The language modeling problem is generally formulated as \(P(output|input)\). GPT-2 language modeling technique is slightly modified. System such as GPT-2 handles various tasks by conditioning on input as well as the task to be performed. So, the problem becomes \(P(output|input,task)\). The input, task is again the sequence of symbols. For example, a translation task can be represented as (translate to French, English text, French text). Experiments show large language models can effectively perform multitask learning in this framework.

Next architecture in the lineup is a 137B giant. This model was first introduced in the paper, "FINETUNED LANGUAGE MODELS ARE ZERO-SHOT LEARNERS". The paper discusses a method to enhance zero-shot learning in large language models using instruction-tuning. Fine-tuning language models on datasets described with instruction boosts the performance.

For instruction-tuning, 62 datasets available on Tensorflow is taken based on the language understanding and generation tasks. Each dataset is placed on one of twelve tasks based on task type. For each dataset, 10 templates are created, including variations to diversify instructions. The instruction tuning process begins using randomly selected templates from the mixture of datasets. LaMBDA-PT, a decoder only transformer is pretrained on this dataset. FLAN is an instruction-tuned version of LAMDA-PT. FLAN a.k.a Finetuned Language Net is subjected to instruction tuning on over 60 NLP datasets verbalized via natural language instruction templates.

FLAN architecture undergoes zero-shot evaluation on new tasks after being trained on a mix of datasets with balanced sizes. The training examples are limited to 30K per dataset and a mixing rate of maximum 3K is applied.

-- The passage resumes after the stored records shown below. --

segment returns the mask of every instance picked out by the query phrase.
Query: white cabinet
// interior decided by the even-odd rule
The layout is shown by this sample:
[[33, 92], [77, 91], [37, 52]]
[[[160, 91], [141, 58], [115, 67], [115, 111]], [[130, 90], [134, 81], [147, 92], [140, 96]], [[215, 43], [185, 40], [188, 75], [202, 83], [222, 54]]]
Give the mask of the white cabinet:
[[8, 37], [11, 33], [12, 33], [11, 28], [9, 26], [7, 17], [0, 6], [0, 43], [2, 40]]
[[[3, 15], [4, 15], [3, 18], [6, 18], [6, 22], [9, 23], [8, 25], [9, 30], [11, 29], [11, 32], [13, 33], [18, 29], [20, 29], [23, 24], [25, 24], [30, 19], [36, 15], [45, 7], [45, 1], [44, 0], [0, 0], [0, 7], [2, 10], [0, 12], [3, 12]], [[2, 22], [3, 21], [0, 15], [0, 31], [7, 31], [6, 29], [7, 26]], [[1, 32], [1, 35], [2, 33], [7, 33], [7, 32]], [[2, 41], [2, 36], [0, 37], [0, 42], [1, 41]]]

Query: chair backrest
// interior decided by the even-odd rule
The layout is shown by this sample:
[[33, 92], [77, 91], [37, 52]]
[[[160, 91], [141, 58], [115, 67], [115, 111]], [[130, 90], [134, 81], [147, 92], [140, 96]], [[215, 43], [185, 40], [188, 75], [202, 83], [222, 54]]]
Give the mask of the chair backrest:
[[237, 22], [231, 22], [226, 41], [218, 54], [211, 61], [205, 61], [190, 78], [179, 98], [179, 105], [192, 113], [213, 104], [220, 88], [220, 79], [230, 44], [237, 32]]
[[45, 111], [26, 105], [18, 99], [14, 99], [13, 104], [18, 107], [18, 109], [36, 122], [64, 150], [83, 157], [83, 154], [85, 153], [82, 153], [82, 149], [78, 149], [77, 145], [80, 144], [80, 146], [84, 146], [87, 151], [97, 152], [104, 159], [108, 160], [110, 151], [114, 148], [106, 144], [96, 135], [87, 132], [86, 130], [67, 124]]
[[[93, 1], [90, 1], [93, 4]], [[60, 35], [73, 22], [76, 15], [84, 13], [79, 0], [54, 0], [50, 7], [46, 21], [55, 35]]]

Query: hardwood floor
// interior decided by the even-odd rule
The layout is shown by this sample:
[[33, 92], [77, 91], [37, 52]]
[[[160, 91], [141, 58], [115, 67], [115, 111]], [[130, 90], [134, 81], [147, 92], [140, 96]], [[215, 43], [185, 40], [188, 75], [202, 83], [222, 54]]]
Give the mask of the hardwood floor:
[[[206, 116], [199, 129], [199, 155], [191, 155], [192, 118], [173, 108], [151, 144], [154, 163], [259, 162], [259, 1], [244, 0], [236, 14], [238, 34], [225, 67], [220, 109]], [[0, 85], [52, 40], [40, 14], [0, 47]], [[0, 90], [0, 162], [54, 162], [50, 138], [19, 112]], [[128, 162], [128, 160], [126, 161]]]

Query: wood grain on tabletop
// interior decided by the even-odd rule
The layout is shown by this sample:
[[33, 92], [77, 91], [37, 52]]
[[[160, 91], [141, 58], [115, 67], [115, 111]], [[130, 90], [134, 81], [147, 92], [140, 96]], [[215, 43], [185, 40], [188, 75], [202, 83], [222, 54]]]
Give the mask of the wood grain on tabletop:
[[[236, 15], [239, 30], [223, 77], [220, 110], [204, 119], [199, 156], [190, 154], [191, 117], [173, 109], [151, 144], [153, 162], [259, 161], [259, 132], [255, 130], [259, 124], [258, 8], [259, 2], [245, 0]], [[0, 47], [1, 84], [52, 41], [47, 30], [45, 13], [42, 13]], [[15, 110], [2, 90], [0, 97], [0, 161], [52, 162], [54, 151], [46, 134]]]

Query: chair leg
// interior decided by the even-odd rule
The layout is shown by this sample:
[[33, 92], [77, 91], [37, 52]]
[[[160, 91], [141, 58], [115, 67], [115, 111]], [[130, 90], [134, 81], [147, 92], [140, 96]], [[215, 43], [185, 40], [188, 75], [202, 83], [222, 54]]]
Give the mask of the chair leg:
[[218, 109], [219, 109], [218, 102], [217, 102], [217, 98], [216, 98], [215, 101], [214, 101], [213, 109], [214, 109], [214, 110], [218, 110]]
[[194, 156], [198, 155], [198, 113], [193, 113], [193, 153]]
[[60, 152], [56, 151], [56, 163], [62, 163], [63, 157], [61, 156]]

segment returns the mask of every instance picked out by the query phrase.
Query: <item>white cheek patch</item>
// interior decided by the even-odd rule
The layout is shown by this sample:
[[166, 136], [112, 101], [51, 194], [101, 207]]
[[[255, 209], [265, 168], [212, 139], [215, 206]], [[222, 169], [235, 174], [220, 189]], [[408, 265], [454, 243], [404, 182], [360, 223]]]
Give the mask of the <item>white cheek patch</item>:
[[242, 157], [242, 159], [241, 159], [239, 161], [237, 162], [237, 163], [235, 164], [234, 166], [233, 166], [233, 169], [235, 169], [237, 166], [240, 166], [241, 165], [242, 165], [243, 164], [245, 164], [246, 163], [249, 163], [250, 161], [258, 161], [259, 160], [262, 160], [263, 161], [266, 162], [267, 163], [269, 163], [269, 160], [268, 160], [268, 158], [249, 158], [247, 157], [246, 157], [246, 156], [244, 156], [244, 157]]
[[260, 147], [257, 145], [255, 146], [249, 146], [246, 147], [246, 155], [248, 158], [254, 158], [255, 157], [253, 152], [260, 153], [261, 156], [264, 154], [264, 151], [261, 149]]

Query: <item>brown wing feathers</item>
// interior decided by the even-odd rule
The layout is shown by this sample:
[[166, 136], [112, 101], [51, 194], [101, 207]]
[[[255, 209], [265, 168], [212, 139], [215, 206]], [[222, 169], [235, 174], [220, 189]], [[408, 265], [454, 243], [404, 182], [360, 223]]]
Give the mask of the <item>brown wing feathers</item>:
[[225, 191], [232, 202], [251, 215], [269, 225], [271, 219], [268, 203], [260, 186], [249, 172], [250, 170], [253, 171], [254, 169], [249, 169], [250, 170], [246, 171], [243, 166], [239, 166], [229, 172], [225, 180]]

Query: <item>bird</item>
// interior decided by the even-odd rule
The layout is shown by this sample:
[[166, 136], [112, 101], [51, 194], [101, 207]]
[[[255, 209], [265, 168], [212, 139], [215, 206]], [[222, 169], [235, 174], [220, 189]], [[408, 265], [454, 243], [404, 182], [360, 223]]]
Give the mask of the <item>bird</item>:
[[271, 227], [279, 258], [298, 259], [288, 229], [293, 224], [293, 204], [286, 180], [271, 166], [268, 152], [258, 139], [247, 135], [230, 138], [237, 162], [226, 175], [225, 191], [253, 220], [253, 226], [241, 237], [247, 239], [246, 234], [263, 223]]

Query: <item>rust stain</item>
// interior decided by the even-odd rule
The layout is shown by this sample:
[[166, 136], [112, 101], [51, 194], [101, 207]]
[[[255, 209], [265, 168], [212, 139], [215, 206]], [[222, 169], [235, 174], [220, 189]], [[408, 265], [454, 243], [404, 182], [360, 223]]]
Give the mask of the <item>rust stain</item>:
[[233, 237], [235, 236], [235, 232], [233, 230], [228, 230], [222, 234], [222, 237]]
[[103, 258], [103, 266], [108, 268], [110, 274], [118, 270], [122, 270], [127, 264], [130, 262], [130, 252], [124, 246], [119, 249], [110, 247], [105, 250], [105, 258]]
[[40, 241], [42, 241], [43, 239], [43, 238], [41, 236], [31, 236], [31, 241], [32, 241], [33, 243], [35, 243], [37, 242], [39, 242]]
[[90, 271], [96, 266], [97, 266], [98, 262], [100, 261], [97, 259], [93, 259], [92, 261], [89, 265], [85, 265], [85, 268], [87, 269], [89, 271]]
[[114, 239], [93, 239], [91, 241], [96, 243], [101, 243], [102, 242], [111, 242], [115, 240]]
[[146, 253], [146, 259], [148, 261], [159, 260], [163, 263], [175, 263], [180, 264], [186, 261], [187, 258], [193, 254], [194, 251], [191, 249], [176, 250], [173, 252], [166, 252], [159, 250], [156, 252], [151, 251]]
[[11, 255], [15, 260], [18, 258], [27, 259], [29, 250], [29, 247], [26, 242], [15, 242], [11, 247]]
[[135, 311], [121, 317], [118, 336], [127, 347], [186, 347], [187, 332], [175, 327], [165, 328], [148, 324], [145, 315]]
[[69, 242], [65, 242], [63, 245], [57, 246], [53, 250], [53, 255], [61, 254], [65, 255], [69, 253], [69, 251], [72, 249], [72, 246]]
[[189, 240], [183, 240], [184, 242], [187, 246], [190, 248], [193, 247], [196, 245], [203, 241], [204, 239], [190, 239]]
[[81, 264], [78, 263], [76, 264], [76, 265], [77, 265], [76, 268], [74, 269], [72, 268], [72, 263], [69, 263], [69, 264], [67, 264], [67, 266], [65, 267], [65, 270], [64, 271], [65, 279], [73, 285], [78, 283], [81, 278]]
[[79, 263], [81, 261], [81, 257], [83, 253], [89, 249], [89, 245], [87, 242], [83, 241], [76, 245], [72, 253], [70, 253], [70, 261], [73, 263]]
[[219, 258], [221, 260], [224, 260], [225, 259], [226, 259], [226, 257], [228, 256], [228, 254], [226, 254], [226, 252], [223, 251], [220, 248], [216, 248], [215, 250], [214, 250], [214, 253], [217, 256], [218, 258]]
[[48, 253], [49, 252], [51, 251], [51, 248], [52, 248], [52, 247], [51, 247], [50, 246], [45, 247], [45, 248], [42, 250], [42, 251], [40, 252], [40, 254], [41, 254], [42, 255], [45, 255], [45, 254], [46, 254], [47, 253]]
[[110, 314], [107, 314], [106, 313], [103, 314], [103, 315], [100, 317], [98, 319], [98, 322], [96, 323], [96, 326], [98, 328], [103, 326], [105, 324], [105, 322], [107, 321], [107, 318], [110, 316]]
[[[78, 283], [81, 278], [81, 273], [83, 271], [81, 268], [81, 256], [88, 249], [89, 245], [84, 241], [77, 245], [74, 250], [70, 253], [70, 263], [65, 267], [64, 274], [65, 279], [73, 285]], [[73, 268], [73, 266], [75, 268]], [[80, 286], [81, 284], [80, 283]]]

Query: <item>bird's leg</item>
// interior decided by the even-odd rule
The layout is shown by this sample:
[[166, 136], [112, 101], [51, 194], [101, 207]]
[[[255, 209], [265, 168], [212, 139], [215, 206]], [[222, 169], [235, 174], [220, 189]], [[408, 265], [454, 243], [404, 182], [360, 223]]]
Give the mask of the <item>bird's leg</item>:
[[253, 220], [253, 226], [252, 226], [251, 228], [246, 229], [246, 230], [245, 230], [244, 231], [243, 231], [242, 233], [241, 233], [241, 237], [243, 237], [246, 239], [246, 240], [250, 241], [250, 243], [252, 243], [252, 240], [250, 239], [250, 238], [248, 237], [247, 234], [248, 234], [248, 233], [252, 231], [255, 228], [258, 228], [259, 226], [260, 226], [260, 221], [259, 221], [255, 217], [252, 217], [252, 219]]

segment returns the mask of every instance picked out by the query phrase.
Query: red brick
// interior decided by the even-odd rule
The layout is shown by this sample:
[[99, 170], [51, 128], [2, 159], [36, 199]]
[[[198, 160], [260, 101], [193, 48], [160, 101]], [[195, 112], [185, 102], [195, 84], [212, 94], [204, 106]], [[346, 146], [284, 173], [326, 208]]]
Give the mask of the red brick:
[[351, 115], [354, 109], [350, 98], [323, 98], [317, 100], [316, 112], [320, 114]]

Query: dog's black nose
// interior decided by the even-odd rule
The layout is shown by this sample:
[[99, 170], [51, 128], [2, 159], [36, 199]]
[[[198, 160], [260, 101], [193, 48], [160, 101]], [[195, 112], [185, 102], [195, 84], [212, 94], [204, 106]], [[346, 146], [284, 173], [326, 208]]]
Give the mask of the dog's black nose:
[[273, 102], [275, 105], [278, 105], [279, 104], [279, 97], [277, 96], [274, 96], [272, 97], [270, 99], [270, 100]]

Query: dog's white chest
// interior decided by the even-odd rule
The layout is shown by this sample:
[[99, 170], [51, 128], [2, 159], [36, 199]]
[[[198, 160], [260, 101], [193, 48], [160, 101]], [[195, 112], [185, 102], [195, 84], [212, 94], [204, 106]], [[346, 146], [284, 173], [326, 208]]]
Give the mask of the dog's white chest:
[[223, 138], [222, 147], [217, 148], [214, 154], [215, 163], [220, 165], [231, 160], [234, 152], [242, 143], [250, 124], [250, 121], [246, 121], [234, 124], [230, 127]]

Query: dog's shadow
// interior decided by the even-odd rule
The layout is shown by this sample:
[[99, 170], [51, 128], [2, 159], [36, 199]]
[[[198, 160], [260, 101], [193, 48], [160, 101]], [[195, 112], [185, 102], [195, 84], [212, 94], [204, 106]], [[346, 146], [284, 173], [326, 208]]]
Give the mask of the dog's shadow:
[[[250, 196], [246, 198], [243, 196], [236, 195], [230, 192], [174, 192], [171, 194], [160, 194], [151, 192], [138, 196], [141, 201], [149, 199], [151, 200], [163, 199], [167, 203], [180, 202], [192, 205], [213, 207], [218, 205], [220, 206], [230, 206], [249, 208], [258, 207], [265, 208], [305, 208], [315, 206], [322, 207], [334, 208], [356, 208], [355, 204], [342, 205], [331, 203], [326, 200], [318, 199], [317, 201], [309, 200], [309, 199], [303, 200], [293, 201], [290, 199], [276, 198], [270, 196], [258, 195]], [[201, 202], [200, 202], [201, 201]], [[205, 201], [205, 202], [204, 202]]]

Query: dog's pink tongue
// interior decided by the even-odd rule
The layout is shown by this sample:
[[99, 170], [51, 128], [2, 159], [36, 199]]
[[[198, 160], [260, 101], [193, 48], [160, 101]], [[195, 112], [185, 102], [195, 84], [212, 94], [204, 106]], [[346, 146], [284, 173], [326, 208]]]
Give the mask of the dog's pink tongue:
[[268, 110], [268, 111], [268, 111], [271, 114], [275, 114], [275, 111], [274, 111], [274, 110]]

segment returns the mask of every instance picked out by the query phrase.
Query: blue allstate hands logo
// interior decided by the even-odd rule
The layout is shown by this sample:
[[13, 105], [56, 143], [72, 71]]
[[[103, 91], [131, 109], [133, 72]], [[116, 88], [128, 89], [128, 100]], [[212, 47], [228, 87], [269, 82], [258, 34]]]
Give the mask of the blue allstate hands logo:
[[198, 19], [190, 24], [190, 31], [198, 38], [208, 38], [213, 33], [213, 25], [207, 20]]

The model was tested on various tasks including natural language inference, reading comprehension, closed-book QA, translation, commonsense reasoning, coreference resolution, and struct-to-text. For each dataset, the mean of performance on all templates is used as a metric. Performance of FLAN is the mean of up to 10 instruction templates per task. While some task clusters showed strong results, instruction tuning did not benefit performance in tasks like commonsense reasoning or coreference resolution. FLAN outperformed LAMDA-PT on only three out of seven tasks, indicating limited usefulness of instruction tuning in language modeling tasks.

Text generation with auto-regressive or causal language models such as GPT-2 allows us to train them on large amounts of unlabeled data and generate output more quickly. They are very reliable when we want zero-shot or few-shots inference but require a huge dataset and architecture to start with. On the other hand, encoder-decoder architecture provides us with a more task specific and light-weight solution but is more task specific. These trade-offs between architectures and understanding them are more complex than the problem itself.

Thank you. See you around with some other information regarding the Large Language Models.